Doctoral Dissertations

Date of Award


Degree Type


Degree Name

Doctor of Philosophy


Educational Psychology and Research

Major Professor

John M. Peters

Committee Members

Ralph G. Brockett, Clara Lee Brown, Mary F. Ziegler


The purpose of this study was to understand the experience of students in a graduate course on the topic of Reflective Practice (RP). A phenomenological method was utilized to frame interviews with eight students discussing challenges to their beliefs and assumptions that arose during the course.

Based on a thematic analysis of the interview data, three major figural themes and one ground theme emerged. The three figural themes indicated that participants experienced changes in their beliefs and assumptions about student-to-student and student-to-teacher relationships and about similarities and differences among their own and others’ belief systems, in addition to their own comfort with a highly interactive teaching and learning environment. For example, participants’ initial beliefs about differences in student and teacher expertise, related authority, and early discomfort with the RP process gave way to beliefs about multiple expertise, equality, and increased comfort with dialoguing about personal and controversial topics. The ground theme indicated that time was a key factor in participants’ experiences: that is, changes in their beliefs and assumptions occurred over time and appeared to extend past the end of the course although no attempt was made to investigate long-term outcomes of participants’ experiences.

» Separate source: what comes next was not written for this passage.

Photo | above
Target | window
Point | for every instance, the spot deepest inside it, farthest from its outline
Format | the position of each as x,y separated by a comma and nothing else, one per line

The findings suggest a need for further research on the sustainability of changes in beliefs and assumptions beyond the course experience, the possibility of replicating the results in other areas of study and in courses with more diverse demographics, and inquiry into how students’ beliefs and assumptions change during shorter intervals of the teaching and learning process. In the area of practice, the findings suggest that instructors interested in gearing their pedagogy to student subject matter needs might also consider inquiring into the students’ initial beliefs and assumptions about teaching and learning, as well as how their own assumptions and beliefs frame their interactions with students.